The acting's fine. Natalie Portman's persistently childlike affect is perfect for Nina; Barbara Hershey's game for Monster Mommy; Mila Kunis and Vincent Cassel are appropriately ludicrous as the life-force and the cock-of-the-walk, respectively. And thanks so much, Winona Ryder, for the unexpected laughs.

The Fighter. The last half-hour threw me (mild spoiler), as I didn't see the turn-around coming. I mean, what suddenly made family love real to all these people, who had previously expressed it only with insults and jealous rages, and motivated them to come together? Christian Bale's so good that I almost believed his pitch to his brother's girlfriend Charlene to come back and make things right, but with everyone else it was like, "Wuh-okay, guess here's what we're doing now." It's really just something you have to buy to get to the feel-good ending.
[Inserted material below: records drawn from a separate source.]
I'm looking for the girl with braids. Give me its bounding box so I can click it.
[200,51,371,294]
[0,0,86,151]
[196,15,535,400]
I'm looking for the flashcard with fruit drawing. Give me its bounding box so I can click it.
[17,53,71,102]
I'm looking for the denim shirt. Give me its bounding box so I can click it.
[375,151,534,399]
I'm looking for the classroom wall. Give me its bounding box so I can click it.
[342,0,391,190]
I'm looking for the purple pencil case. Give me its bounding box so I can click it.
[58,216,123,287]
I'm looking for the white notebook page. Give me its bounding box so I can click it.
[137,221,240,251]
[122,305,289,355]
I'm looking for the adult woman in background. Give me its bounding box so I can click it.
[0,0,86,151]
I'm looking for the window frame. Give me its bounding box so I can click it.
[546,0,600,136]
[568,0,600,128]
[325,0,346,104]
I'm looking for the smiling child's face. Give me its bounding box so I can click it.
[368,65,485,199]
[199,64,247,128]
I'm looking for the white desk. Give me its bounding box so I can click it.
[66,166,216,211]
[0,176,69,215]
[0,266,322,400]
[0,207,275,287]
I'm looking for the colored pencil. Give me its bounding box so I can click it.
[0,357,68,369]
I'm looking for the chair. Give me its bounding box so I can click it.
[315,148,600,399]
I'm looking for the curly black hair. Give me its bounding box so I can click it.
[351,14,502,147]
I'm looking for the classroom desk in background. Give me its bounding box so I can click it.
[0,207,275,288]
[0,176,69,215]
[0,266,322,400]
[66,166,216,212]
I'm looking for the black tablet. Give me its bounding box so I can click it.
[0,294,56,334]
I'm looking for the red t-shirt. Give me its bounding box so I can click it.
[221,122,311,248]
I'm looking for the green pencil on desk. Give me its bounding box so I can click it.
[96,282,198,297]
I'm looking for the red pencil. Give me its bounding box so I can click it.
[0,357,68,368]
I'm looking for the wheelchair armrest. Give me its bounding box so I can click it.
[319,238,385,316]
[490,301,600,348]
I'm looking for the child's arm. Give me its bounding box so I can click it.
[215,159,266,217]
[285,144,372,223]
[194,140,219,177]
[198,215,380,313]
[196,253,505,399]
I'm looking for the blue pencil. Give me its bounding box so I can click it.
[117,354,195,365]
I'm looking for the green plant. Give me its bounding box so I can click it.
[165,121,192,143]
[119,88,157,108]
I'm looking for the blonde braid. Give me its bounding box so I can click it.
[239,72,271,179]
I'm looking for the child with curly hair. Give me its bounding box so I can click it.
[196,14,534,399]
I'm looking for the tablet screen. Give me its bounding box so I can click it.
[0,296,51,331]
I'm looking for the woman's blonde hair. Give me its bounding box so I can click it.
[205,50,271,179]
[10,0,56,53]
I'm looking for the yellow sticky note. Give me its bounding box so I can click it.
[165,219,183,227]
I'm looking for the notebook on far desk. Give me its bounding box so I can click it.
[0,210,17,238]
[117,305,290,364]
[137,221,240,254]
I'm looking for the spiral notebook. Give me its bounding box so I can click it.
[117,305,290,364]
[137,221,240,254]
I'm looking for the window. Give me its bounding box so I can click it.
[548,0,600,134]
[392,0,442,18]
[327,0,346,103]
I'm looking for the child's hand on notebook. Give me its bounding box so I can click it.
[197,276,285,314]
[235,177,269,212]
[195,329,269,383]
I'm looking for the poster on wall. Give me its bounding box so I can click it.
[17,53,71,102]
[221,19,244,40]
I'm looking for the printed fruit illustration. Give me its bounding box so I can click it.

Maybe David O. Russell thought this hey-ho-let's-go approach had worked so well in the beginning that it should work at the end. And in the rest of the film, it does work. We get thrown into the story so fast that momentum carries us. The brothers' relationship we at first have to take for granted and on faith, but over time we get little glimpses of how growing up together might have been for them: Dicky the crazy cut-up, Micky the quiet, industrious plodder -- and Mom the breeder/empire-builder who decided long ago that Dicky was going to be the ticket out for them all. We get enough information that by the time the relationships break, it doesn't have to be explosive -- it's just right, and thereby dramatic.

In this context the more conventionally-developed romance between Micky and Charlene takes on added weight: You get the feeling that family was just something that happened to Micky, while Charlene is part of his underdeveloped adult life of choices and forward movement. No wonder his family hates her -- and that Micky clings to her like a life-raft.
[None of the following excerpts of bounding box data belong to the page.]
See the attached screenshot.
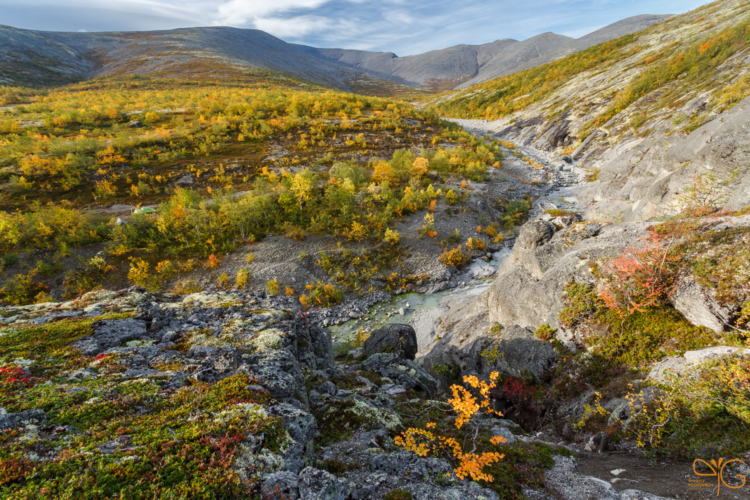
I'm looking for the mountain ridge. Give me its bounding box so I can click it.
[0,15,668,91]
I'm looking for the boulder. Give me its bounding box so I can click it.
[364,323,418,360]
[670,277,733,332]
[648,346,750,383]
[266,403,318,473]
[260,471,299,500]
[174,175,195,186]
[0,407,47,431]
[479,325,557,380]
[72,318,148,356]
[362,353,437,396]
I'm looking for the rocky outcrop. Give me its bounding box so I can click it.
[580,99,750,220]
[363,323,418,360]
[670,276,739,332]
[648,346,750,383]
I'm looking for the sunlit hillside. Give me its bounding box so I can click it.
[0,75,502,303]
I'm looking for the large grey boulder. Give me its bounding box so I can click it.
[72,318,148,356]
[480,325,557,380]
[260,471,299,500]
[363,323,418,360]
[544,455,670,500]
[266,403,318,473]
[648,346,750,383]
[670,276,736,332]
[362,353,438,396]
[299,467,354,500]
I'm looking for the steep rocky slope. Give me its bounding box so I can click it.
[435,0,750,220]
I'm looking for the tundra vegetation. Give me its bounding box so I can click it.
[0,77,502,304]
[428,2,750,135]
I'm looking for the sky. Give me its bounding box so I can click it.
[0,0,707,56]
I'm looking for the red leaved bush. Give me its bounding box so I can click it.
[597,233,679,316]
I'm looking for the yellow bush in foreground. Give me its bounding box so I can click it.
[395,372,505,482]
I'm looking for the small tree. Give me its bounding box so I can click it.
[395,372,505,482]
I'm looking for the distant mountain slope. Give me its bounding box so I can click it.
[0,16,666,91]
[317,15,670,90]
[432,0,750,220]
[0,26,92,84]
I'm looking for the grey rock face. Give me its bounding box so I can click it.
[580,94,750,220]
[363,323,418,360]
[0,407,47,431]
[267,403,317,473]
[0,16,666,91]
[362,353,437,396]
[73,318,147,356]
[545,456,669,500]
[648,346,750,383]
[670,277,733,332]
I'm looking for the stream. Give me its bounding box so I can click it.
[328,120,582,344]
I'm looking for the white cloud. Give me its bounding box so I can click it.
[563,24,606,38]
[383,10,414,24]
[216,0,330,25]
[253,16,337,38]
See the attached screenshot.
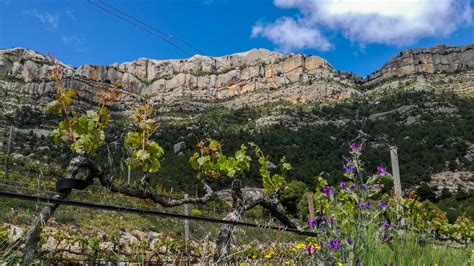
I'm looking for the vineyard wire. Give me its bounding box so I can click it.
[0,191,317,236]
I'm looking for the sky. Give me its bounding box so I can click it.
[0,0,474,76]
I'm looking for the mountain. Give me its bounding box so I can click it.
[0,44,474,219]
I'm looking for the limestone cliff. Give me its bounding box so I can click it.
[0,44,474,116]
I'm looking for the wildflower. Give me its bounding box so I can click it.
[359,201,372,210]
[349,143,357,151]
[308,218,318,228]
[349,182,356,190]
[339,182,347,190]
[265,251,274,259]
[323,186,334,198]
[328,239,342,250]
[306,244,313,254]
[296,243,306,249]
[342,164,356,173]
[383,233,392,242]
[349,143,362,153]
[377,165,387,175]
[321,215,327,225]
[383,221,395,229]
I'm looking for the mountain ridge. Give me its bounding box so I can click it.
[0,44,474,112]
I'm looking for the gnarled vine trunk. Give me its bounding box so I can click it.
[23,154,101,265]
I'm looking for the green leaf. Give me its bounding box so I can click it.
[137,150,150,161]
[149,158,161,173]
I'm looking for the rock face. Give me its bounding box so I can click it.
[363,44,474,87]
[428,171,474,196]
[0,44,474,115]
[0,48,358,114]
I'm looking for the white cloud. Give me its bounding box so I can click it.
[24,9,59,29]
[252,0,472,50]
[61,34,86,45]
[252,17,331,52]
[66,9,76,21]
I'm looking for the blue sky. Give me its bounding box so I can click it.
[0,0,474,76]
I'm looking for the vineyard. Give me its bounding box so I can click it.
[0,56,474,265]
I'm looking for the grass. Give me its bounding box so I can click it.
[364,241,474,266]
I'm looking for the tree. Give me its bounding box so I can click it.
[23,57,299,265]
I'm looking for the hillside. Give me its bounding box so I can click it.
[0,44,474,218]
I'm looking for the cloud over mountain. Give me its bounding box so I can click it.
[252,0,472,51]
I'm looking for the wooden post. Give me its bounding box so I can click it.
[3,125,13,179]
[184,194,189,258]
[306,193,314,221]
[390,146,402,198]
[127,164,132,185]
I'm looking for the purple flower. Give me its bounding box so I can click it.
[308,218,318,228]
[328,239,342,250]
[377,165,387,175]
[323,186,334,198]
[339,182,347,190]
[349,182,356,190]
[383,233,392,242]
[321,215,327,225]
[349,143,362,153]
[359,201,372,210]
[306,244,313,254]
[349,143,357,151]
[383,221,395,229]
[342,164,356,173]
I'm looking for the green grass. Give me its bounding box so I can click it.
[364,242,473,266]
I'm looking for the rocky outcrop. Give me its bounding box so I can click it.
[428,171,474,196]
[0,48,358,114]
[363,44,474,87]
[0,44,474,116]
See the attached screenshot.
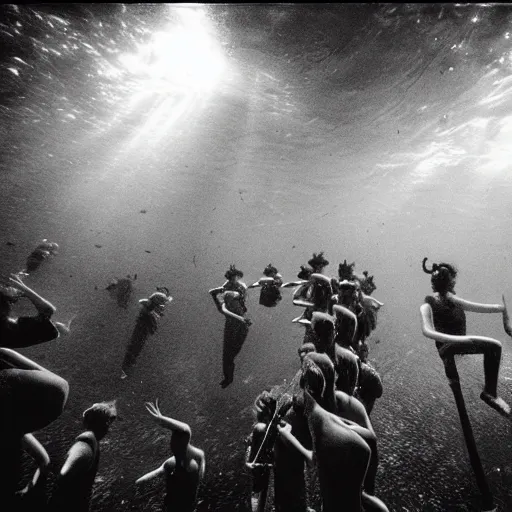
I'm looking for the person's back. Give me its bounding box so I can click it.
[49,431,100,512]
[308,404,371,512]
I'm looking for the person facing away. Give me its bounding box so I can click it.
[0,274,71,349]
[135,399,206,512]
[49,401,117,512]
[0,348,69,512]
[420,258,511,417]
[248,263,283,308]
[209,265,252,389]
[278,353,387,512]
[121,287,173,379]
All the acting is terrific (though at one point I wanted to yell STOP IT, YOU'RE MAKING ME GRIND MY TEETH at Bale), but I give special props to Marky Mark, who also produced the picture. I saw an interview recently in the Hollywood Reporter with filmdom's biggest producers, and Wahlberg was in there. He was very, very focused on the job of making the picture the best and most successful it can be, no matter what. His performance in The Fighter is unshowy, even slightly withdrawn. Wahlberg's a pretty good actor, and he knows what a star needs to get over in a big picture; I get the feeling he took one for the team here. For some reason that really impresses me.
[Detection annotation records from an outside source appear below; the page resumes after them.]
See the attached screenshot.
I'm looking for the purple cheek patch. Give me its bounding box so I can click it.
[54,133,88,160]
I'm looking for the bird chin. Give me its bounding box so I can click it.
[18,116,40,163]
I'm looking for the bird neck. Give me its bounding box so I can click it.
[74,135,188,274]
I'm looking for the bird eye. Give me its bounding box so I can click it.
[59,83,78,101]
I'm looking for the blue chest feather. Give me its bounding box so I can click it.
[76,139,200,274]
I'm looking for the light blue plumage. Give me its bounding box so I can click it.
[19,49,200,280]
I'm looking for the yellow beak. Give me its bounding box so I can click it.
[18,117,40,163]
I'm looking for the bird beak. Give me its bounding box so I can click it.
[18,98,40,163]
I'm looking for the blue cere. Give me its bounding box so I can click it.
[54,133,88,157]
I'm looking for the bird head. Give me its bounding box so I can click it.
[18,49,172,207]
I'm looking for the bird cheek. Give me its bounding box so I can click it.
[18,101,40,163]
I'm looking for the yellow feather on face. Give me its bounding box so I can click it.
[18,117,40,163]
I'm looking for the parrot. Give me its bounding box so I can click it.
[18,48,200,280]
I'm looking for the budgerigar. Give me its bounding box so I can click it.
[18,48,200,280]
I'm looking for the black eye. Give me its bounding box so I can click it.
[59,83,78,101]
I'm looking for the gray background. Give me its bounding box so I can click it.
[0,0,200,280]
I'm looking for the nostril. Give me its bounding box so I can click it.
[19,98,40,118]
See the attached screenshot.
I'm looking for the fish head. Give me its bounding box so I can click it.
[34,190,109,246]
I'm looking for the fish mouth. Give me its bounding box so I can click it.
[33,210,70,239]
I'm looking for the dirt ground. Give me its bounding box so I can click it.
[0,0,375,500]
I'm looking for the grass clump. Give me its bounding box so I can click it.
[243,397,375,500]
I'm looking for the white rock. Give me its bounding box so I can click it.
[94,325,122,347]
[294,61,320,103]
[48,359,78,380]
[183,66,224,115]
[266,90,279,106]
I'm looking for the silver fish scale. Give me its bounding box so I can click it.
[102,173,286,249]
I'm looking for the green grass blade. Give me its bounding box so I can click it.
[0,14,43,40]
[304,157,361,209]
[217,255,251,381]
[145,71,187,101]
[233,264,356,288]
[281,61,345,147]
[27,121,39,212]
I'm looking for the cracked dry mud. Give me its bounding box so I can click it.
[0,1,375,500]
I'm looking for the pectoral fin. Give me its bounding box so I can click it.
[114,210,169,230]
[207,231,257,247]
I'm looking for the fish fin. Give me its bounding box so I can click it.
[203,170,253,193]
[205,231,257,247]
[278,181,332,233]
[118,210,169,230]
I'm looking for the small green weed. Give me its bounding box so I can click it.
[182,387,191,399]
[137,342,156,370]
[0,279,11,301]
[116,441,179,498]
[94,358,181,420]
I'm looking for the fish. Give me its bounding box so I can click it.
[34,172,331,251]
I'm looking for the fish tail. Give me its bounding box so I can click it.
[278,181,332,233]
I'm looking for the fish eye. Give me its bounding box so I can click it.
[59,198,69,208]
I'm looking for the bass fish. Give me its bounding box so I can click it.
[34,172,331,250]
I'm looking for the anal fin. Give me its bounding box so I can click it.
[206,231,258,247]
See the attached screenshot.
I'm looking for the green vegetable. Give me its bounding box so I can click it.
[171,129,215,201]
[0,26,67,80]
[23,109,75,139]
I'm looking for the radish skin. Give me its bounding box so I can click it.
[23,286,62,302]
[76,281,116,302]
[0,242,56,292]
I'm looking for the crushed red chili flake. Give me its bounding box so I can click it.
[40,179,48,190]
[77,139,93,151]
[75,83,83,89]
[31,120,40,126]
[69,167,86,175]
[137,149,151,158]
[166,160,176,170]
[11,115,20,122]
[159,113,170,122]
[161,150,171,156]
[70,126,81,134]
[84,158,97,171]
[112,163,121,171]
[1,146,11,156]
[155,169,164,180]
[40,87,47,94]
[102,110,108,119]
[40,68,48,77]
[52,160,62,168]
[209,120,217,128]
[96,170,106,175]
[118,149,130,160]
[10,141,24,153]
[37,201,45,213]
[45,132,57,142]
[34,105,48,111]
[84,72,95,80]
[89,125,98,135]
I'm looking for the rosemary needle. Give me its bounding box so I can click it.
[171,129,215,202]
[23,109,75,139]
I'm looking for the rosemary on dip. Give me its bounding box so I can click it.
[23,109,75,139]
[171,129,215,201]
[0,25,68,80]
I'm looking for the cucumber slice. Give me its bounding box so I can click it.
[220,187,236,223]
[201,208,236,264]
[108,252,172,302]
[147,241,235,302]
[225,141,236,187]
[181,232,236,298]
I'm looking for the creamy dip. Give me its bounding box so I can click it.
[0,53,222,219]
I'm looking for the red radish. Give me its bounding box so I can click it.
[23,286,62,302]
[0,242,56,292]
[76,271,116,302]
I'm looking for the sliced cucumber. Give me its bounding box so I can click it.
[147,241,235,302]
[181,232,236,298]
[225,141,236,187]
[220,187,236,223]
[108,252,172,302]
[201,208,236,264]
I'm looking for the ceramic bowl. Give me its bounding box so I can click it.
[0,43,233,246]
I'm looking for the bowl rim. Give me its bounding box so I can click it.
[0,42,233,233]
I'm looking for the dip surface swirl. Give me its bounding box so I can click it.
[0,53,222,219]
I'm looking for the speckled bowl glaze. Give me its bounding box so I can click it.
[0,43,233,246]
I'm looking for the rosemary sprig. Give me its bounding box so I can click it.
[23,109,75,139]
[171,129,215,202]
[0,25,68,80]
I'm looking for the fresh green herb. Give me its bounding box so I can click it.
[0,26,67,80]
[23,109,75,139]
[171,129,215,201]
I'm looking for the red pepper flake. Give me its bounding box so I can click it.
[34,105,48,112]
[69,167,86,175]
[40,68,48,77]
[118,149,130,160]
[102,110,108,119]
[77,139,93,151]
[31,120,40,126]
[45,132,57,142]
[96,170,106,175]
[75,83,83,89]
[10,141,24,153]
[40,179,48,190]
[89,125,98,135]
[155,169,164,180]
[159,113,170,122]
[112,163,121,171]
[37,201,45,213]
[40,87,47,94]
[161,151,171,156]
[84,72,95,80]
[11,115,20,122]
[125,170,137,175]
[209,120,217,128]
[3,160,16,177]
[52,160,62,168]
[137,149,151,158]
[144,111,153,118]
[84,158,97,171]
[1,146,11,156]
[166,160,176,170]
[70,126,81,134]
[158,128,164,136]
UPDATE. In comments, Jay B. demurs: "I thought Bale was overrated, actually. The clip of Dick and Mickey at the end shows what kind of juice the real guy had -- he was more charming in thirty seconds than Bale can ever be, and funnier too. Bale can act, but, for me, he can't connect. His eyes are empty." Hmm. I thought Bale was going full crackhead, which would make anyone a little opaque, but come to think of it I've never seen him do a lot of relating onscreen -- whenever I see him, all I can think is, "You like Huey Lewis and the News? Their early work was a little too new wave for my taste..." Anyone else?